Wat betreft het privéleven van [verzoeker] en [verzoekster] acht de voorzieningenrechter van belang dat een persoon volgens vaste jurisprudentie van het Europees Hof voor de Rechten van de Mens (EHRM) niet met een beroep op artikel 8 van het EVRM kan klagen over een aantasting van zijn reputatie die het voorzienbare gevolg is van zijn eigen handelen, zoals het plegen van strafbare feiten (bijvoorbeeld het arrest van 15 september 2015 van het EHRM in de zaak H-L tegen Polen; zaaknummers 14781/07, 39824/09, 41361/09 en 42875/09, http://hudoc.echr.coe.int/eng?i=001-157931). De voorzieningenrechter is van oordeel dat [verzoeker] en [verzoekster] hebben kunnen voorzien dat de AFM hun handelen zou aanmerken als feitelijk leiding geven aan of medeplegen van overtreding van artikel 4:9, eerste lid, en 4:10, eerste lid, van de Wft. Eveneens voorzienbaar was dat de AFM dit handelen zou bestraffen met het opleggen van een bestuurlijke boete.

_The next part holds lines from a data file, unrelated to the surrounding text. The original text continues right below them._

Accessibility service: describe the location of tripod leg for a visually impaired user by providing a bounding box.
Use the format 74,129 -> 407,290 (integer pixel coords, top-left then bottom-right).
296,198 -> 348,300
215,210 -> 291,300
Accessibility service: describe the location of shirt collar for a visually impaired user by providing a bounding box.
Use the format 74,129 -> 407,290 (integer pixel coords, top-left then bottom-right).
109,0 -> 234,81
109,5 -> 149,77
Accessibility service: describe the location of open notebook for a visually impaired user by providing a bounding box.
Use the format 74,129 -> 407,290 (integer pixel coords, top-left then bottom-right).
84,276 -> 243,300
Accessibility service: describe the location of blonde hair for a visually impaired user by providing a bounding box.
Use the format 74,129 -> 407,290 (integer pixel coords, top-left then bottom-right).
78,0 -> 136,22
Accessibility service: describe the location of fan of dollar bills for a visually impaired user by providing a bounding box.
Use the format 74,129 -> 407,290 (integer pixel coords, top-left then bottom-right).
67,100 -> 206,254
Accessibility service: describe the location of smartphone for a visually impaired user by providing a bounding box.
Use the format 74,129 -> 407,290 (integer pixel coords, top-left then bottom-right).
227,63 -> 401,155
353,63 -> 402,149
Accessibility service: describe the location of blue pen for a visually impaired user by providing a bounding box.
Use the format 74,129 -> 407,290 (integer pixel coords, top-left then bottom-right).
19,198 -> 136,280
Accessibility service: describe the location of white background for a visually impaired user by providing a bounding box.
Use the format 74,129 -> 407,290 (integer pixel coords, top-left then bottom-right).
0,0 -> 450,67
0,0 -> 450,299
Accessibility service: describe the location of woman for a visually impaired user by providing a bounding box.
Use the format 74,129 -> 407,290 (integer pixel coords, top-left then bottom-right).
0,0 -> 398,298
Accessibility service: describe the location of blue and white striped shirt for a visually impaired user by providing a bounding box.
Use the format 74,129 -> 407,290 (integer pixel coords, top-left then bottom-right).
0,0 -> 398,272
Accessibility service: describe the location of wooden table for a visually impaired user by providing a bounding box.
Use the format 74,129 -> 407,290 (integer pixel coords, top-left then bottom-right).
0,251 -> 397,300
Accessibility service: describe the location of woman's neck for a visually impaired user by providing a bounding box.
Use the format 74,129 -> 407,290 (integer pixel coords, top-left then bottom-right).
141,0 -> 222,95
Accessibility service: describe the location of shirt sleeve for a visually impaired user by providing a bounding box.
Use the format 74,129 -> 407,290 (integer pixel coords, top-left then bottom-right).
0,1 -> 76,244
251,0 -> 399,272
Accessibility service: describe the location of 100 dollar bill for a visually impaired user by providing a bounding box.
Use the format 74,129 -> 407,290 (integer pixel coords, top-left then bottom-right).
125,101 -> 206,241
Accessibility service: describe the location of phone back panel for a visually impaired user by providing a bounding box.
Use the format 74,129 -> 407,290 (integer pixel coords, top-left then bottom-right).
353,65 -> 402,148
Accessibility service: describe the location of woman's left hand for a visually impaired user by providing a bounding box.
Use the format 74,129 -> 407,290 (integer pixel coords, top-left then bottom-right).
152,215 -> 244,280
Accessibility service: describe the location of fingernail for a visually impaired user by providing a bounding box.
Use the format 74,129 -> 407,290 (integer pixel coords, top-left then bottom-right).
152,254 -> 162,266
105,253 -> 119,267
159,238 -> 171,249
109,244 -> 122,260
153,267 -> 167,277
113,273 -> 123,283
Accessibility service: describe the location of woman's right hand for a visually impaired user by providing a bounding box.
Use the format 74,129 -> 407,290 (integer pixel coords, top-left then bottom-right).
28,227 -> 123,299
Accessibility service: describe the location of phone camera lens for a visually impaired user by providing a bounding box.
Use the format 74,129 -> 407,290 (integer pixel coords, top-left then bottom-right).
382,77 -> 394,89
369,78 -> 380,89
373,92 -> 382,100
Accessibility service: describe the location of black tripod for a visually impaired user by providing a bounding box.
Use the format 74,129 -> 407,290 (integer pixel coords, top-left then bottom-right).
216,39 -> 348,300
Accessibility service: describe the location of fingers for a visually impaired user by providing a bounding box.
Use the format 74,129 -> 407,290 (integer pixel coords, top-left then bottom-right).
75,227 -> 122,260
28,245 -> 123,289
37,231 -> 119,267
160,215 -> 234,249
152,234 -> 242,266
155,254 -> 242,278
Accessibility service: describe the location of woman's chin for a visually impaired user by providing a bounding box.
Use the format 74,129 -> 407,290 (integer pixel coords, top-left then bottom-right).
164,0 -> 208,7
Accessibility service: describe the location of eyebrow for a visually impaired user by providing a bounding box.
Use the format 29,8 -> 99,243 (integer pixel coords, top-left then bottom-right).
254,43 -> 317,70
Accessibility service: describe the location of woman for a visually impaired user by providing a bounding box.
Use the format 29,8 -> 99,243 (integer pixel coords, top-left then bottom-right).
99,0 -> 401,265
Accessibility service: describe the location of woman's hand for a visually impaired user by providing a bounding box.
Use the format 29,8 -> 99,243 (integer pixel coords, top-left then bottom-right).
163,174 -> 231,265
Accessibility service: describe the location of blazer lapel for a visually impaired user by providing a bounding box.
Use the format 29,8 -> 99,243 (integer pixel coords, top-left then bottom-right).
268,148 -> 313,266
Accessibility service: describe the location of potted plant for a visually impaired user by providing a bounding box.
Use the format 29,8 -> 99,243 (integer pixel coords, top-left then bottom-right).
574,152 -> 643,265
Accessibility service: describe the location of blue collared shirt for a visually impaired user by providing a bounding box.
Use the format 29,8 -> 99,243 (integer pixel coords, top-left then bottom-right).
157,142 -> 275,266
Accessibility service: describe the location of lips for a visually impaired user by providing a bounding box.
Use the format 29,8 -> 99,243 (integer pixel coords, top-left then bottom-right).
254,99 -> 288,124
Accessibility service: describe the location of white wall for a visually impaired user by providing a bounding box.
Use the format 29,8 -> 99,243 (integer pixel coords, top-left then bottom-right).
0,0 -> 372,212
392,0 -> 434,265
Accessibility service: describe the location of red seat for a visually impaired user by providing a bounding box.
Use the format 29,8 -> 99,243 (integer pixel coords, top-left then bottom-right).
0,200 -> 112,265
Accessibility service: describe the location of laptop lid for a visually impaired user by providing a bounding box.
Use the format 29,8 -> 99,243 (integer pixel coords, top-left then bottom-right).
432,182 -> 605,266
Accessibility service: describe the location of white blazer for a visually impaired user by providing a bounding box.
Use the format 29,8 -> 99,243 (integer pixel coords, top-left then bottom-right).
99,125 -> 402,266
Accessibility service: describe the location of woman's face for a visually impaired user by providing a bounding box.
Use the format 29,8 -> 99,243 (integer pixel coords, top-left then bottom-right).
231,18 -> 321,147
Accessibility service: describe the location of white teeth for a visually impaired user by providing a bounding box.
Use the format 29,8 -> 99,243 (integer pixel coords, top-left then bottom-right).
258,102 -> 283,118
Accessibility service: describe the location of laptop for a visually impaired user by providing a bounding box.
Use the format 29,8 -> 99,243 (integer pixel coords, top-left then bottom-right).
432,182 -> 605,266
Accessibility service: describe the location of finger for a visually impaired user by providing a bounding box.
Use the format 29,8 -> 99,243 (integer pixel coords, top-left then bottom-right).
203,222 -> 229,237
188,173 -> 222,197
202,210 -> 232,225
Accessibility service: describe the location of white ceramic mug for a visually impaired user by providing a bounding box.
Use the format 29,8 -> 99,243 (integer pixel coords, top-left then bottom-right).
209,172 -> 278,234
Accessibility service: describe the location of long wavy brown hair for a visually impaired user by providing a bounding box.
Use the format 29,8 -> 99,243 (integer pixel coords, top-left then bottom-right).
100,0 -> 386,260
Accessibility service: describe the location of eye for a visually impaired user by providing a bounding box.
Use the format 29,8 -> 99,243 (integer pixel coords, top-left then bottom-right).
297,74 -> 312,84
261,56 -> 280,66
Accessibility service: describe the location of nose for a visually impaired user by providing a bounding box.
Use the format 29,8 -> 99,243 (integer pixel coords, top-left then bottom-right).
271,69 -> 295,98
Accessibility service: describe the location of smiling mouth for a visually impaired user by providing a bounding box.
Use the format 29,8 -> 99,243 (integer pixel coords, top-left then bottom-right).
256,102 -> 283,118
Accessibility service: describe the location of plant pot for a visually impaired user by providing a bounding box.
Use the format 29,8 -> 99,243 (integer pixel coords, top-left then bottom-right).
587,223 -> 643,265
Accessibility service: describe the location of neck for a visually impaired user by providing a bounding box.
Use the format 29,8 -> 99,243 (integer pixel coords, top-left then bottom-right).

Op grond van de wettelijke bepalingen worden dergelijke boetebesluiten mede uit een oogpunt van generale preventie en ter bevordering van het vertrouwen in de financiële sector in de regel onmiddellijk en zonder anonimisering gepubliceerd, wat eveneens een voorzienbaar gevolg is van het eigen handelen van [verzoeker] en [verzoekster]. Het door artikel 8 van het EVRM gewaarborgde recht op respect voor hun privéleven staat dan ook niet in de weg aan de bij wet voorziene openbaarmaking van de bestreden besluiten.
Conclusie6 Uit het voorgaande volgt dat de bestreden besluiten naar verwachting in stand kunnen blijven, zodat er geen aanleiding is voor het treffen van een voorlopige voorziening.
7. Voor een proceskostenveroordeling bestaat geen aanleiding.

Beslissing

De voorzieningenrechter wijst de verzoeken om voorlopige voorziening af.
Deze uitspraak is gedaan door mr. B. van Velzen, voorzieningenrechter, in aanwezigheid van mr. drs. M.L. Bosman-Schouten, griffier. De beslissing is in het openbaar uitgesproken op 5 maart 2018.
griffier voorzieningenrechter
Afschrift verzonden aan partijen op:

Rechtsmiddel

Tegen deze uitspraak staat geen rechtsmiddel open.